Cerise sur le gâteau : cette nouvelle biographie, qui s’adresse aux néophytes, intéressera aussi les spécialistes puisqu’elle propose des inédits. D’abord, sur le plan iconographique : une photo de Céline prise en 1933 à Médan (pas celle, très connue, figurant en couverture de ce numéro), et une autre, à Korsør, en compagnie de Thorvald Mikkelsen. En outre, neuf lettres inédites à lui adressées sont reproduites en annexe. Nous reproduisons dans ce numéro un extrait du dernier chapitre du livre consacré à la lente résurrection de Céline. Le point culminant en est sans doute l’achat, en mai 2001, du manuscrit de Voyage à 1,7 millions d’euros, manuscrit préempté, en outre, par la Bibliothèque Nationale de France.
La citation de Marc Hanrez en couverture du précédent numéro a suscité quelques réactions. Et pour cause, puisque l’ascendance noble de Louis des Touches (de Lantillière) est un fait désormais avéré. Dans son étude consacrée à la question, Louis de Charbonnières conclut ainsi : « Les familles de la noblesse française qui peuvent revendiquer une origine aussi ancienne que les des Touches, ne se comptent pas aujourd’hui plus de quelques centaines. Louis-Ferdinand Céline, le “médecin des pauvres”, l’écrivain qui se déclarait sorti du petit peuple, était un gentilhomme de vielle race » ².

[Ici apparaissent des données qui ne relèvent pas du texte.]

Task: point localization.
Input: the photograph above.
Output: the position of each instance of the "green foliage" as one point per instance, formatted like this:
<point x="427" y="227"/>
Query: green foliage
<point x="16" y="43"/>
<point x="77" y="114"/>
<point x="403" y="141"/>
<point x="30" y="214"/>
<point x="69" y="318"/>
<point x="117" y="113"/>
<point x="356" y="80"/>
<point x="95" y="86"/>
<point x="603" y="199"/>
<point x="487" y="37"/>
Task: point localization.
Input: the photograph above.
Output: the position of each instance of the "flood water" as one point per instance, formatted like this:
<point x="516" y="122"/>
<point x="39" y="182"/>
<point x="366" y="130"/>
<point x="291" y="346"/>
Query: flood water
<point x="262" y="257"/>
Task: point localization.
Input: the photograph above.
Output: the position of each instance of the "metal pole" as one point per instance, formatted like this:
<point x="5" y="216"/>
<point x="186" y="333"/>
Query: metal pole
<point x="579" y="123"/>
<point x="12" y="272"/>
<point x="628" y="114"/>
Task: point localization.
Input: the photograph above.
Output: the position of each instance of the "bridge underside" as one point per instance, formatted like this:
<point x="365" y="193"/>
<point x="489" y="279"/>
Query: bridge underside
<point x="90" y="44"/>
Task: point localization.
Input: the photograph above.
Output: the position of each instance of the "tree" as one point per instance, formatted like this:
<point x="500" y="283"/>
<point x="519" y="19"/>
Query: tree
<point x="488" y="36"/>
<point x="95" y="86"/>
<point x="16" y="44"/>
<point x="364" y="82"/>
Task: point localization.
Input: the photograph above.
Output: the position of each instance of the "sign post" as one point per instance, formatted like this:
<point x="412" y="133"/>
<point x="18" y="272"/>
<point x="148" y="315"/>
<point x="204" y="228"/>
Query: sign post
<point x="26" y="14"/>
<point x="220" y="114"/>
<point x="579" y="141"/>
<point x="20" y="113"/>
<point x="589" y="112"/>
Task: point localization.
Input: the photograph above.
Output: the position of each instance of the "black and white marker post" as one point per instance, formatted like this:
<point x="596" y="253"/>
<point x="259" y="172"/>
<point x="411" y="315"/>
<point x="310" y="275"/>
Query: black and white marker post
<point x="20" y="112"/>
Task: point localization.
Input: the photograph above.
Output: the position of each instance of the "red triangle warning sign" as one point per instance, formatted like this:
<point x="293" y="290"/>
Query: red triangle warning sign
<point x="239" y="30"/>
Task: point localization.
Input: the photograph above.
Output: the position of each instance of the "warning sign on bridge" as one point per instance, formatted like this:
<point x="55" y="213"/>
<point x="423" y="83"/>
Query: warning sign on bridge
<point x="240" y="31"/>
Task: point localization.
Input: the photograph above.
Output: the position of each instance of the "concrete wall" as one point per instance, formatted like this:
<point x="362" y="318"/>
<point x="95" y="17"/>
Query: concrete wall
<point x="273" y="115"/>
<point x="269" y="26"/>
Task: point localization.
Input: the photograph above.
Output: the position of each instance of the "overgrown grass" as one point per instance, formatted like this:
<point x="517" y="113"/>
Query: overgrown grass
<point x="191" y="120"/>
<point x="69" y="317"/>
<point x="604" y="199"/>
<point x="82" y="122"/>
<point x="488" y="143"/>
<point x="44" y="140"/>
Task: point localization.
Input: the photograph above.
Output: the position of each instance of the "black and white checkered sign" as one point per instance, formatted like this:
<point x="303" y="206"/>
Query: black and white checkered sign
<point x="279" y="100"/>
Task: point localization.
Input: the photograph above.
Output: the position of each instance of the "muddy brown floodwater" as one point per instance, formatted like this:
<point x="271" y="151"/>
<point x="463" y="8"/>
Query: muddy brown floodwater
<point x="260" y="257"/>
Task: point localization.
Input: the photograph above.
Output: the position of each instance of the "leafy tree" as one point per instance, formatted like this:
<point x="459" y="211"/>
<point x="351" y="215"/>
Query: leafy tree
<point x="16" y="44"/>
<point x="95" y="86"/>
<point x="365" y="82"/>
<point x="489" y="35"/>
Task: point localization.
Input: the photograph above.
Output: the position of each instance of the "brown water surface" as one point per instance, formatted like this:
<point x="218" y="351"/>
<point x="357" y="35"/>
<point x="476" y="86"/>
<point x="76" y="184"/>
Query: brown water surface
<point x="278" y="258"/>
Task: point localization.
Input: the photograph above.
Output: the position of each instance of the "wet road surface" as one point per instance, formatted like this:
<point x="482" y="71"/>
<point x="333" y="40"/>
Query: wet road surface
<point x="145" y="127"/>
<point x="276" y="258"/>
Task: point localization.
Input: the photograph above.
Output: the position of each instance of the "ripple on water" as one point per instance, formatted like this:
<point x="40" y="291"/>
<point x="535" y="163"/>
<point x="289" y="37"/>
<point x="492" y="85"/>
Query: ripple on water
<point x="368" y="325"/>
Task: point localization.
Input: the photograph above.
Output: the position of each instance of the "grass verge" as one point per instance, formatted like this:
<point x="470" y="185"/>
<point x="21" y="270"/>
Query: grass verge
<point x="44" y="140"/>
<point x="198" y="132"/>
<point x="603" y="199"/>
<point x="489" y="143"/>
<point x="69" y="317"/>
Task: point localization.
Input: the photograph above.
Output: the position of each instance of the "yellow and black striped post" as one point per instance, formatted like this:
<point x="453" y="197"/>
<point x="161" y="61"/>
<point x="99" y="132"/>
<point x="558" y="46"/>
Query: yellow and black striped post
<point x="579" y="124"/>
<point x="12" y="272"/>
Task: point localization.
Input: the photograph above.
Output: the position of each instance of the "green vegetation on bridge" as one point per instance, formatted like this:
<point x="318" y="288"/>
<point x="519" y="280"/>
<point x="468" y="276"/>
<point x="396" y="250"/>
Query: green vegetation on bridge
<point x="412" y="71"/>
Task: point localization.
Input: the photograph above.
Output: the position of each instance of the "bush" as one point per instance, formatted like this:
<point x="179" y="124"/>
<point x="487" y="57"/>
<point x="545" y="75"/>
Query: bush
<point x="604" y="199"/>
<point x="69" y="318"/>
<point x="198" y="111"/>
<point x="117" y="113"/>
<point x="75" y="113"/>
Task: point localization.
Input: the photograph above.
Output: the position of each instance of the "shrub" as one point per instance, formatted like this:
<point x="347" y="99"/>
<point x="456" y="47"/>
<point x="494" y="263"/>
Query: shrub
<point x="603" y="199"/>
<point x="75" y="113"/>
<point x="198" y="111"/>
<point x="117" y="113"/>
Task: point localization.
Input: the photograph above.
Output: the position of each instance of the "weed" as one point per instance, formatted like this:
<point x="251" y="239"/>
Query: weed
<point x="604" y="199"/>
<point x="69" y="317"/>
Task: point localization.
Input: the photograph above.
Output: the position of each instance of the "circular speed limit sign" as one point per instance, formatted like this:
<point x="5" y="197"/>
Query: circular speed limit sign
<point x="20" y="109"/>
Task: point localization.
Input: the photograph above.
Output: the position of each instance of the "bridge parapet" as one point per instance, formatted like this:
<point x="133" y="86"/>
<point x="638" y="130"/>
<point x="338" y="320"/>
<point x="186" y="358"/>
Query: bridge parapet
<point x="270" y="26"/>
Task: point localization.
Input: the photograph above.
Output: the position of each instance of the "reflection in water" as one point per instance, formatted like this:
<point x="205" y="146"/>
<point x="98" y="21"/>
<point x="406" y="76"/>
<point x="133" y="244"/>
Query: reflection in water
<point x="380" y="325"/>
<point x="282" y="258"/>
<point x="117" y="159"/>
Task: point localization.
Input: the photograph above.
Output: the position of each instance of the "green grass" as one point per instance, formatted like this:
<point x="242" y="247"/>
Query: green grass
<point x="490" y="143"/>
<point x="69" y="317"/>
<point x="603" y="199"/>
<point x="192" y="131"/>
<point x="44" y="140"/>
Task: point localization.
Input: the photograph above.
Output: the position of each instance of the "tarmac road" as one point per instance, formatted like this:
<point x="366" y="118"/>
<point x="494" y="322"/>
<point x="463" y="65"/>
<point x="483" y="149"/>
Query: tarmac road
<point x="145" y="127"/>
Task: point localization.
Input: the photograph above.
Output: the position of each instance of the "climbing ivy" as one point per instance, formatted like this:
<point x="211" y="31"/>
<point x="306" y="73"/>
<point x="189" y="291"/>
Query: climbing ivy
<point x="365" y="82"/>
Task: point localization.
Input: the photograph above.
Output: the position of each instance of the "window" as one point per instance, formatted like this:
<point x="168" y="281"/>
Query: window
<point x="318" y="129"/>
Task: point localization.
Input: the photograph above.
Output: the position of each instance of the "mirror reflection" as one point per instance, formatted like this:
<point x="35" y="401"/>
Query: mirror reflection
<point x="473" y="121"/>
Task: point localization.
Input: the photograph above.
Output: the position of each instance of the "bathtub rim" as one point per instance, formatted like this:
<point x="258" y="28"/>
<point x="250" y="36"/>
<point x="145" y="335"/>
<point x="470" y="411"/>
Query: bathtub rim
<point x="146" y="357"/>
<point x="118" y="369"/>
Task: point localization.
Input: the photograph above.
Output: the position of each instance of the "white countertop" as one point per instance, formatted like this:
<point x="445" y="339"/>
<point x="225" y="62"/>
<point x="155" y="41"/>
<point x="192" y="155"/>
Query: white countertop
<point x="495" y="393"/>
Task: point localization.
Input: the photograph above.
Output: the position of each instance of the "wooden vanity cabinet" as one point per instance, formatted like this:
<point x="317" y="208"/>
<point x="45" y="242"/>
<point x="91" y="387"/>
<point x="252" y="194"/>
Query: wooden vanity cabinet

Les éditions du Dilettante ont réédité le premier livre de Marc-Édouard Nabe ³ dont la parution avait été saluée ici, en 1985, par un lecteur que séduisait cette célébration sans complexe du génie célinien. Pour des raisons personnelles, cet enthousiasme s’est sensiblement attiédi depuis mais tel n’est pas l’objet de ce commentaire. Cette nouvelle édition est augmentée d’une préface où l’ironie caustique parvient difficilement à dissimuler une certaine amertume. Il est vrai que lorsque Nabe compare sa carrière d’écrivain à celle de Houellebecq, dont il fut voisin d’immeuble, on conçoit que cela puisse susciter quelque dépit. Son talent n’est pas en cause. Cela étant, il n’est pas interdit de penser qu’il perd de son éclat lorsqu’il se plaint à la télévision des manières de son nouvel éditeur, coupable de lui avoir « coupé sa mensualité et même le téléphone » [sic]. Gageons que si Nabe vendait autant de livres que le confrère cité, on lui aurait sans nul doute maintenu l’une et l’autre. Quoiqu’il affecte de croire, l’idéologie n’a aucune incidence dans ce revirement de situation. Nabe était, on le sait, la « danseuse » de Jean-Pierre Bertrand, l’éditeur précédent. Que son successeur renâcle à assurer la continuité est dans l’ordre des choses. C’est certes désolant pour l’intéressé mais c’est la dure loi du marché. Et les prises de position pro-arabes de Nabe comptent assurément peu en regard de celle-ci.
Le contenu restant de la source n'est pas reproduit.